Ricardo Rosselló Sworn in As Governor
SAN JUAN—In a closed ceremony that reportedly took place in the Puerto Rico Supreme Court, Ricardo Rosselló Nevares was sworn in just after midnight Tuesday to become Puerto Rico’s twelfth governor, after which he signed several executive orders and submitted bills on which he will give a priority under the new government term, which ends in 2020.
The president of the incoming government transition committee, Juan Merecio Machuca, said in a radio interview (Noti Uno) said that the brief ceremony was carried out by Puerto Rican Supreme Court Chief Justice Maité Oronoz. The public ceremony is slated to start at 10:00 a.m.
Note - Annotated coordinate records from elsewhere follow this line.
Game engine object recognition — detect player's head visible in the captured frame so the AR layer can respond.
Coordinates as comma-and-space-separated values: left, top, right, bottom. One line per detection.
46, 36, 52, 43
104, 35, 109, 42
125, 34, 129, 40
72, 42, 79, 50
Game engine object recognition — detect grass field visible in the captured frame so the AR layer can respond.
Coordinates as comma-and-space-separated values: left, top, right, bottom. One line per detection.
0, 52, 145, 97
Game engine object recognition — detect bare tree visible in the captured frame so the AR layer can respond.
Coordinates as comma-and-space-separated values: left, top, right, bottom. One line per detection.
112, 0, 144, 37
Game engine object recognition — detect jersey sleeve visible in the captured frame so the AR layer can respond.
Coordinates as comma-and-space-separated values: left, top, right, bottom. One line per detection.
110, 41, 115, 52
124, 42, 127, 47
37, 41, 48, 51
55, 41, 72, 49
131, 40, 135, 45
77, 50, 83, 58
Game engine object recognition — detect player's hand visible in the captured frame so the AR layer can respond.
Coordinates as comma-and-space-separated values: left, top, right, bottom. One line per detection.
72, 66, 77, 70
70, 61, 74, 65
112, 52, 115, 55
Tieasday on the Capitol’s north wing in San Juan.
At 6:30 a.m., Rosselló Nevares participated in a religious service in the Santa Bernardita, Country Club Parish, where he also had a breakfast with his close relatives and the church’s parish, Father Wilfredo Peña, his press office reported.
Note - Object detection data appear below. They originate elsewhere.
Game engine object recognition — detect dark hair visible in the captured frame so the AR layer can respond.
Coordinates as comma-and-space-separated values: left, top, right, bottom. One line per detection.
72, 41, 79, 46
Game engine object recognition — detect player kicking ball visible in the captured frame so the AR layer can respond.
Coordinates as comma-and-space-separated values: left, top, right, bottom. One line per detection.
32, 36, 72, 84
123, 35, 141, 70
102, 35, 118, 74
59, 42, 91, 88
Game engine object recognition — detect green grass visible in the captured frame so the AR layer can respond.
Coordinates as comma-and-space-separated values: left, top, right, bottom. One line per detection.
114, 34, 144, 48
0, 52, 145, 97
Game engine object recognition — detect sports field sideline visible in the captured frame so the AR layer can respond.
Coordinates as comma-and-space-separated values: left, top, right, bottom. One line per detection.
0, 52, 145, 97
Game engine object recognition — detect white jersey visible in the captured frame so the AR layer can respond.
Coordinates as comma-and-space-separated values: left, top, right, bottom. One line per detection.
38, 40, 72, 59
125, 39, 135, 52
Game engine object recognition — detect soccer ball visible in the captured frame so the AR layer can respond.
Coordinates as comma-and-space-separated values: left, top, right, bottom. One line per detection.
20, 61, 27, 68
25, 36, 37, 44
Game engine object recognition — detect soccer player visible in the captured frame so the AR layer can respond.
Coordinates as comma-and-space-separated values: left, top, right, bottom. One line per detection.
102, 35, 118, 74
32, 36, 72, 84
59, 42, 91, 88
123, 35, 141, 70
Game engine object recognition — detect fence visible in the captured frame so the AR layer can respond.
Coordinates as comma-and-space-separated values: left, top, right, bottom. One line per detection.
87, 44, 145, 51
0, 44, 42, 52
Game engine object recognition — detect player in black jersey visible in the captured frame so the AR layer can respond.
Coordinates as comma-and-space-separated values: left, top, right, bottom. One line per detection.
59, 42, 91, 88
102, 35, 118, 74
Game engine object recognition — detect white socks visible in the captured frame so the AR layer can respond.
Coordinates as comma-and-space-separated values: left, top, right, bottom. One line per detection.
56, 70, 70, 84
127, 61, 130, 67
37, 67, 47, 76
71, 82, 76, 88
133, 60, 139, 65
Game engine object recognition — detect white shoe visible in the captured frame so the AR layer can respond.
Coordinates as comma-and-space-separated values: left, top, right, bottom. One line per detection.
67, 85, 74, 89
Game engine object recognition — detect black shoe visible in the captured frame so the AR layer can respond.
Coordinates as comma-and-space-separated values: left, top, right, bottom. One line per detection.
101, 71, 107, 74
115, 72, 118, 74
Among the executive orders that Rosselló Nevares signed—and will soon become available online for the public—is a directive for agency heads to evaluate women’s wages and correct existing disparities. This goes hand-in-hand with the campaign promise of “equal pay for equal employment” campaign, confirmed Ramón Rosario, Secretary of Public Affairs at La Fortaleza.
Rosario added that another executive order intends to create the Federal Opportunity Center, a new office attached to the Governor’s Office that aims to increase the amount of federal funding allocations to the island up to an additional $1 billion.
Also, an executive order on the fiscal crisis was signed with the purpose of ordering a 10% reduction in the commonwealth’s budget and a 20% reduction in politically appointed employees. Another signed order seeks to create an expedited process for the granting of infrastructure permits.
The new governor also submitted a bill to establish a process in which women who are discriminated in terms of salary, either in the public or private sector, can initiate an administrative or judicial process to achieve equal pay for equal work. Penalties under the proposed bill would be double of what they currently are, Rosario added.
Rosselló Nevares arrives at La Fortaleza 24 years after his father Pedro Rosselló, Puerto Rico’s seventh governor, took his oath. After the public event at the Capitol, the new governor will carry out a rally with the people present to La Fortaleza.